With the progress of time, International Standard waltz fell into 3 main categories:
1. The Ballroom Waltz
2. The Viennese Waltz
3. The Folk Waltz
The Ballroom Waltz is a slow dance with measured steps and which moves around the dance floor in controlled fashion and includes many figures.
The Viennese Waltz on the other hand, is a fast dance that involves continuous and co-ordinated turning, while the Folk Waltz can be done to varying speeds of music.
Essentially, standard international waltz combines a number of waltz dance moves, which vary according to the level of advancement. In a freestyle routine, the man chooses which of these moves to do and the lady follows. Unlike sequence dancing, the primary skill for the lady for this form of waltz dancing is knowing how to read the man’s signals and to follow.

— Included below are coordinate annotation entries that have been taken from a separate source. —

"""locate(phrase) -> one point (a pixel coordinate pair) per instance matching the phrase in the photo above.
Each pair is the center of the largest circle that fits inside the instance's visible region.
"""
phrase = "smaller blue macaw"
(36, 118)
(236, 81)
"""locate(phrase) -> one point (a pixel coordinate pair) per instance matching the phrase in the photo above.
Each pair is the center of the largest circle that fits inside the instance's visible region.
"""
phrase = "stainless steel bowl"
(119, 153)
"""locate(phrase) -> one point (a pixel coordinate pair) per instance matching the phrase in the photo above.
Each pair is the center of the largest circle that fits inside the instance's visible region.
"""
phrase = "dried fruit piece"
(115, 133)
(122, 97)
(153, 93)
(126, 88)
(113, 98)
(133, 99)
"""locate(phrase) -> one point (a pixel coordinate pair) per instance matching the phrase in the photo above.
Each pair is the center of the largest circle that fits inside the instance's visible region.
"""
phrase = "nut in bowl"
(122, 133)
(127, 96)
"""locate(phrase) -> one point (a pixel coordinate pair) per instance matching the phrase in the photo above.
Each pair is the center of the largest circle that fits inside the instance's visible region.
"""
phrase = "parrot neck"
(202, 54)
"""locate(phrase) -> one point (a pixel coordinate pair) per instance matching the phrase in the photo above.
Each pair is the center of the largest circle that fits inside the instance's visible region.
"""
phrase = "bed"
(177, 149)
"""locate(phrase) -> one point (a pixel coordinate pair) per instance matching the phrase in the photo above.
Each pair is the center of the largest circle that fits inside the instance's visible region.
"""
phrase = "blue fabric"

Some of the more well known terms for waltz moves are: Closed Changes, Natural Turn, Reverse Turn, Natural Spin Turn, Whisk, Chasse from Promenade Position, Closed Impetus, Hesitation Change, Outside Change, Reverse Corte, Basic Weave, Double Reverse Spin, Reverse Pivot, Backlock, Open and Closed Telemark, Wing, Drag Hesitation, Outside Spin and Turning Lock, Contra Check and Fallaway Reverse.
Standard International Waltz dancing, like all dances in the Standard Category, is a traveling dance – i.e. one that significantly travels over the dance floor. Done well, it gives a graceful floating, gliding appearance.